The “problem” goes like this. You have a list like:

(1 1 1 0 1 0 0 0)

And you want a more concise representation. Paul Graham suggests:

((3 1) 0 1 (3 0))

For example. Here’s Paul Graham’s solution. I hope I understand fair-use correctly:

(defun ansi-compress (lst)                                                           
  (if (consp lst)                                                                    
      (compr (car lst) 1 (cdr lst))                                                  
      lst))                                                                          

(defun compr (elt n lst)                                                             
  (if (null lst)                                                                     
      (list (n-elts elt n))                                                          
      (let ((next (car lst)))                                                        
        (if (eql next elt)                                                           
            (compr elt (1+ n) (cdr lst))                                             
            (cons (n-elts elt n)                                                     
                  (compr next 1 (cdr lst)))))))                                      

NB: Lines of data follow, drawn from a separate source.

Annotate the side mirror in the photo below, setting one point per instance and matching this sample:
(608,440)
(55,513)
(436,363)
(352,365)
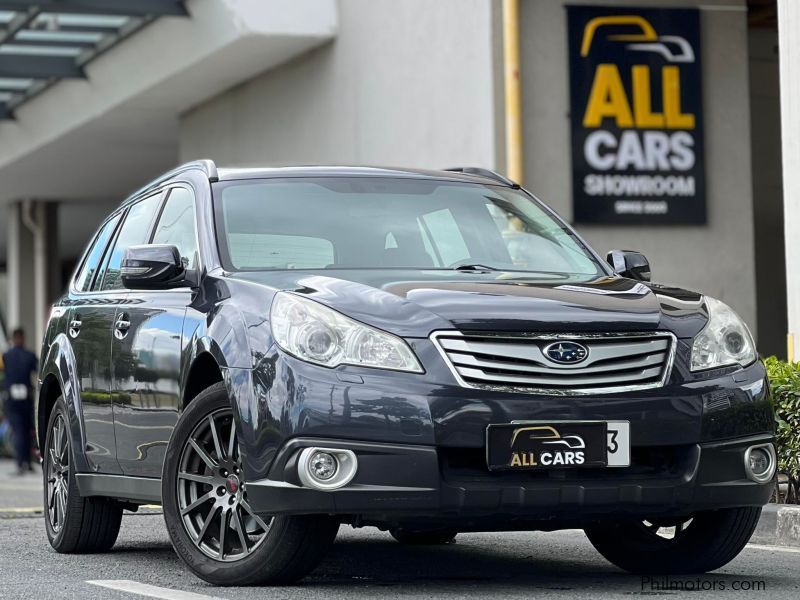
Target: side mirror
(153,267)
(629,264)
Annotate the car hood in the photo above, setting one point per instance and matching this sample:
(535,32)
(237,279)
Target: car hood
(415,303)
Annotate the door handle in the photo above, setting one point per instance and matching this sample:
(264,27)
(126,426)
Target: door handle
(75,327)
(121,327)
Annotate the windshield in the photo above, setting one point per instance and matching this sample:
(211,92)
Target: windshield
(372,222)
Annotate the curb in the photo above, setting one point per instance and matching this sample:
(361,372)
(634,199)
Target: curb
(779,525)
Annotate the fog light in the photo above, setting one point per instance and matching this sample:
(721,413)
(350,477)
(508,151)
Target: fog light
(323,466)
(326,468)
(760,462)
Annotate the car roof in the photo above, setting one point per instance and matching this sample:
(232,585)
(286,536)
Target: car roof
(228,174)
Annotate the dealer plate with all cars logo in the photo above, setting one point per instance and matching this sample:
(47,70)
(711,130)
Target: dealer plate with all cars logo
(521,445)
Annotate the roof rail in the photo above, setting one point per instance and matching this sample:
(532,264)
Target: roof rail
(205,165)
(485,173)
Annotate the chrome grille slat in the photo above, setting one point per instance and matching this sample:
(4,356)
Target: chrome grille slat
(527,349)
(470,360)
(572,379)
(517,362)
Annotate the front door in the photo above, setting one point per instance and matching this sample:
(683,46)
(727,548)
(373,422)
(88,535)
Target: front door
(89,320)
(146,350)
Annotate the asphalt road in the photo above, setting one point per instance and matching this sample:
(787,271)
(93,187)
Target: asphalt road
(363,564)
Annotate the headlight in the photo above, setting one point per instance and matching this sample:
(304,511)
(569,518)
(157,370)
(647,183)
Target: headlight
(318,334)
(724,341)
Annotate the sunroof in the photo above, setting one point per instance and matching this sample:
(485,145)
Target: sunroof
(45,41)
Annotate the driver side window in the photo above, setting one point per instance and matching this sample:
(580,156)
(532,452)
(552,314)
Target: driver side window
(177,226)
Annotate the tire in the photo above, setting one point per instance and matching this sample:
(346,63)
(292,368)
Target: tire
(254,550)
(704,543)
(423,537)
(74,524)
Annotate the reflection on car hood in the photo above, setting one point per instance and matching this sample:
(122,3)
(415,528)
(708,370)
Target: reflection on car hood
(413,303)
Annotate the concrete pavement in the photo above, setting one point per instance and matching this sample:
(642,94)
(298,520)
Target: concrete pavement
(363,564)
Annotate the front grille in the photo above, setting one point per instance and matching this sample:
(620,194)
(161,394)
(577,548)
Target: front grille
(517,362)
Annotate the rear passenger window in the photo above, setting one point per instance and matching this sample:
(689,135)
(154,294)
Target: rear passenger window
(134,231)
(95,255)
(177,227)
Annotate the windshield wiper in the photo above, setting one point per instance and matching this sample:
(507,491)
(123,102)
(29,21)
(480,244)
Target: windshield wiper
(474,267)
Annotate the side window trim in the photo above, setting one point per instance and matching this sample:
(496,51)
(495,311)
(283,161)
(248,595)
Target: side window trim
(96,282)
(120,225)
(167,191)
(117,214)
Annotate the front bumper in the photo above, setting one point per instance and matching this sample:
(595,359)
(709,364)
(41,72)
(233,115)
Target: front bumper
(402,482)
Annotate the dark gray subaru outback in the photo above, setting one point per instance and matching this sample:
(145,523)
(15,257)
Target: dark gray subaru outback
(270,353)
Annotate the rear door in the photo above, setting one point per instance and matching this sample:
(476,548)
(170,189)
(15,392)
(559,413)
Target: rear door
(89,320)
(97,314)
(148,352)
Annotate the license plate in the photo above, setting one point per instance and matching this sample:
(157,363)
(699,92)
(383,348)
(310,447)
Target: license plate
(526,445)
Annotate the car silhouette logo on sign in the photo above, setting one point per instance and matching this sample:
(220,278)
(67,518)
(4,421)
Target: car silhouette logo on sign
(566,353)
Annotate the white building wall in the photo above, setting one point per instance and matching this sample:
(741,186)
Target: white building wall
(789,34)
(404,84)
(416,83)
(717,258)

(defun n-elts (elt n)                                                                
  (if (> n 1)                                                                        
      (list n elt)                                                                   
      elt)) 

And here is my attempt at a more “Little Schemer” style solution:

(defun compress-b (p c lat)                                                          
  (cond ((null lat) (cons (cons c p) '()))                                           
        ((equal (first lat) p)                                                       
         (compress-b (first lat) (1+ c) (rest lat)))                                 
        (t (cons (cons c p) (compress-b (first lat) 1 (rest lat))))))                

(defun compress (lat)                                                                
  (cond ((null lat) '())                                                             
        (t (compress-b (car lat) 1 (cdr lat)))))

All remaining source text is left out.